In fact, an organisation may choose to have different areas look after each. One area may be responsible for data and predictive analytics, and the other area may be responsible for AI and innovation. They will have different cultures, skill mixes and capital needs. There’s also a risk that putting these areas together will result in one or both areas not being as successful due to these clashes.
For example, choosing to step up a Microsoft 365 license to gain access to Copilot features in Teams, Word and Powerpoint should not be treated as a data project, but as an innovation project. (See how the Australian government did this.) Similarly, whether to use GenAI features in Adobe or Canva products is not a data project.
There are still many governance or risk-related aspects to work through with GenAI projects, but these are often different considerations to those covered for a predictive AI project using private or confidential data.
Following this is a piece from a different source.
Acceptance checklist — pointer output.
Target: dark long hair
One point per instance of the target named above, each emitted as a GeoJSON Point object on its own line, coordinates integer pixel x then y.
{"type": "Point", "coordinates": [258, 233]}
If a single AI governance is to be used to vet all AI projects, a key question is whether all AI projects will need to be assessed on all the aspects relevant to either Predictive and Generative AI, or whether projects will be assessed only on relevant aspects, and how those will be identified.
The fact that GenAI is not tied to internal data is also apparent in the proliferation of “shadow AI”, where employees use AI tools on their personal devices or using personal accounts in order to get access AI capability not provided by their employer. When was the last time an internal data repository was integrated with a third party service at no cost? Never. Shadow AI typically isn’t held back by the need for data assets to be integrated, because GenAI doesn’t use them.
In conclusion, today’s AI projects (referring to GenAI) are not data projects. There are different skills, platforms and controls required to get value from Predictive AI’s data-oriented projects and Generative AI’s generally document-oriented but data-free projects. Don’t fall for data analytics industry hype that they are the same, or you could end up with additional costs but ultimately miss catching the benefits from the latest AI wave.